She eats chocolate yet she is fit

If you want a role model to get fit then you might check out most of the athletes and models that are doing all the things that they can do just to get in shape. They put everything in line since being fit is their job and they would be fire if they aren’t fit. They work out all the time and avoid sweets.

But, some people are just gifted that they don’t’ need to work out regularly. In fact, they like eating sweets like chocolate. The amazing part here is that they are fit as hell and no one can argue about that when they see the body of Bikini competitor Sophie Guidolin who has rippling abs and a toned posterior even after giving birth to four children.

What she eats

Sophie likes eating oaths ad smoothies for breakfast, which includes Nutella, chocolate protein power, granulated nuts and maple syrup – and a chicken stir fry for lunch. In between lunch and dinner she’ll reach for a homemade chocolate brownie with her afternoon tea and then prepare an eye fillet, potatoes, cottage cheese and vegetables to finish the day.

Summertime will see her pick up a whole bunch of seasonal fruits and the occasional chocolate magnum ‘because life is about balance.’ Sophie’s one rule involves tracking her macros so she only splurges what she can afford to.

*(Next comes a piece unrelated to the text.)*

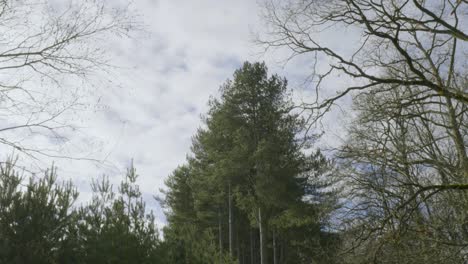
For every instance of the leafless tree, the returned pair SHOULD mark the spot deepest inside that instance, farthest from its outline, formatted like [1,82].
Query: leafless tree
[48,55]
[405,163]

During her interview with Women’s Health, a fitness website, she said that she eats burgers and chocolate regularly, which is not considered as healthy.

‘I fuel my workouts with the right combination of carbs, fats and protein, I train smart (maximum output in minimum time) and I don’t make special meals or eliminate foods. My whole family eat the same meals – no one has time to make multiple meals or fussy recipes.’

Her secret

She was able to get fit by using an online calculator to interpret how much food does she needs. She exercise in conjunction to how much she have eaten.

Carbs and protein have four calories per gram and fat is more than double that at nine calories per gram. Sophie explained you should aim for about 30 grams of protein per meal, get 20-30 per cent of your daily calories from fats and make up the rest of your calories with carbs.

You need to download a fitness tracker to know how much you’re eating (and keep tabs on the relevant nutritional value) until your comfortable doing it off the top of your head.